Sa figure pâlit, et le cœur lui manqua. Que pouvait-il y avoir ? Est-ce que cette horrible affaire n’était pas encore terminée ? Elle savait… hélas ! elle ne savait que trop bien, qu’il ne pouvait y avoir aucune recherche dans cette affaire qui ne dût amener son nom devant le public, enchaîné à celui de l’homme mort. Combien de choses cependant avait-elle endurées pour garder ce honteux secret loin du monde ! Que n’avait-elle pas sacrifié dans l’espérance d’épargner une humiliation à son père ! Et quand elle croyait enfin que le sombre chapitre de sa vie était fini, que la page détestable avait été arrachée ; au dernier moment, il y aurait peut-être quelque nouveau désordre, qui pourrait amener son nom et son histoire dans tous les journaux d’Angleterre !

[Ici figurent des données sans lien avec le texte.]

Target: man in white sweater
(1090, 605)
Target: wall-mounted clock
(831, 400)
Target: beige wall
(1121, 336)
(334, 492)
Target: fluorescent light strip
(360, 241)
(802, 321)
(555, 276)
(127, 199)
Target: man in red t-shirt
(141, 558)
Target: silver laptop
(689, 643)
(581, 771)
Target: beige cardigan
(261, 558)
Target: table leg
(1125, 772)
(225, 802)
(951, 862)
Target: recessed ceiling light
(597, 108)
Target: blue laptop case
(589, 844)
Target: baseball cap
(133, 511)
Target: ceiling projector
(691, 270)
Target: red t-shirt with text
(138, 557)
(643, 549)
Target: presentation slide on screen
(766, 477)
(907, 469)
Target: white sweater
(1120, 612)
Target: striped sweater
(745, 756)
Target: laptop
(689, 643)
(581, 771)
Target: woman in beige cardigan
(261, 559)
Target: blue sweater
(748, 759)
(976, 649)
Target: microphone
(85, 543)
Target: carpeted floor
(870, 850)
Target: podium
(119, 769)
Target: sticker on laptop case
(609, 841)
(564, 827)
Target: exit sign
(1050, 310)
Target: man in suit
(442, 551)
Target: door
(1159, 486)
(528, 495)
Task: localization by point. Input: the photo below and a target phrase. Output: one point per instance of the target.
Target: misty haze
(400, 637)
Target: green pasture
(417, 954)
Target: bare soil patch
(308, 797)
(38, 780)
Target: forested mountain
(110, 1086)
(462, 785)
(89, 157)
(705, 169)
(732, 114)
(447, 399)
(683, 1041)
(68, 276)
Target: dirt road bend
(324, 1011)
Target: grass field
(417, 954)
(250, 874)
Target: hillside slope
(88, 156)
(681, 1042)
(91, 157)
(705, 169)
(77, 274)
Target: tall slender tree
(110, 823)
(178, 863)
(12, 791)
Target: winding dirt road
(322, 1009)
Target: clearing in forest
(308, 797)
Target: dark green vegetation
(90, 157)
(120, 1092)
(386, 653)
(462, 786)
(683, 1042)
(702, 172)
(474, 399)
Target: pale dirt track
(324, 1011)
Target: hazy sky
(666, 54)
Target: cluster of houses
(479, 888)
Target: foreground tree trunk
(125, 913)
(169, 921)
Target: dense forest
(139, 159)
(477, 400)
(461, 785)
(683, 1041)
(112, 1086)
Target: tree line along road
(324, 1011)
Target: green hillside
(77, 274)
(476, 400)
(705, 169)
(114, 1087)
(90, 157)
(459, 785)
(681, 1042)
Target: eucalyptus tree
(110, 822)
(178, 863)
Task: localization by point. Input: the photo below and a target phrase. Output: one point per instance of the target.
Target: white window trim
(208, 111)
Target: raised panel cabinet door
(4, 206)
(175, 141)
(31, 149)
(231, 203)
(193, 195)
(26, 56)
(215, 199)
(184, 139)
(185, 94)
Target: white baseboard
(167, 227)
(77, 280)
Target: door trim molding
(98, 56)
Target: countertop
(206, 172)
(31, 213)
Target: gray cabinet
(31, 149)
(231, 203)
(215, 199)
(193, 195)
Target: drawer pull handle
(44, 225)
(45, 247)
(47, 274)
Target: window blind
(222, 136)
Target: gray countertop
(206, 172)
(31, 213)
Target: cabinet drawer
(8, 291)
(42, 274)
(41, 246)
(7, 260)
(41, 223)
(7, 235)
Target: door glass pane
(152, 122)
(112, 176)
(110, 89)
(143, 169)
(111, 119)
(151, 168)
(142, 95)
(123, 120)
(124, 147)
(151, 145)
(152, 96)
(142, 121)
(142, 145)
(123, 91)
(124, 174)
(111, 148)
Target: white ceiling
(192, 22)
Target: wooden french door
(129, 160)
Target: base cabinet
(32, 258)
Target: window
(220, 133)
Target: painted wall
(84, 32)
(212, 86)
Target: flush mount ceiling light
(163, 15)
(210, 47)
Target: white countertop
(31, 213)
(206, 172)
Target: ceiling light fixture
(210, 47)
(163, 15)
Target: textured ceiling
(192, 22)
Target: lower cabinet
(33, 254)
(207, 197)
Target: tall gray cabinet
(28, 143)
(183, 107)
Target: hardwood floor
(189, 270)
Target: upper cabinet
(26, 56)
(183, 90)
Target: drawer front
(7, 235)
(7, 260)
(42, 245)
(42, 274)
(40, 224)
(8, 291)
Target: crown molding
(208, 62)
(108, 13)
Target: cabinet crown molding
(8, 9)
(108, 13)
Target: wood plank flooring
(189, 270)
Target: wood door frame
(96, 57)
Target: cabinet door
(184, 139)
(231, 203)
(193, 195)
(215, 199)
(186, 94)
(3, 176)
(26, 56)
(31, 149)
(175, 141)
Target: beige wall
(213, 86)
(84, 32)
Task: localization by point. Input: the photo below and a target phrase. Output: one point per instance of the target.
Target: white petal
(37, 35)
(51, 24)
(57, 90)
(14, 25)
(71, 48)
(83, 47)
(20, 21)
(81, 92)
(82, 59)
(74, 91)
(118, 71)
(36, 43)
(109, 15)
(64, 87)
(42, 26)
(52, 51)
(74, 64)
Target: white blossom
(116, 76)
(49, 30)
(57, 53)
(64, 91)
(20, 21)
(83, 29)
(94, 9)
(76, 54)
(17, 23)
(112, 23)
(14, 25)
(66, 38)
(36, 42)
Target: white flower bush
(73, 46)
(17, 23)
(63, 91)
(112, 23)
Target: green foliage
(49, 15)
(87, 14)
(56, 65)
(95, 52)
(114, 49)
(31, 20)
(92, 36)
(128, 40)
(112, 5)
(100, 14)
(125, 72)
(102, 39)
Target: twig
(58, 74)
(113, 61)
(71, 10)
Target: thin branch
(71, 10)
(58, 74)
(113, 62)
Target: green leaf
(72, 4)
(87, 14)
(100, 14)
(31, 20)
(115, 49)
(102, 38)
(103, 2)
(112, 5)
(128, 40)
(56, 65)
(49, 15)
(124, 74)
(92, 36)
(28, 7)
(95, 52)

— Oh ! John !… John !… — s’écria-t-elle en éclatant en sanglots nerveux et couvrant sa figure de ses mains crispées, — ne verrai-je jamais la fin de ceci ? Ne serai-je donc jamais, jamais délivrée des conséquences de ma misérable folie ?

Comme elle disait ces mots, le sommelier entra ; elle se leva précipitamment et marcha vers une des fenêtres, pour cacher son visage à cet homme.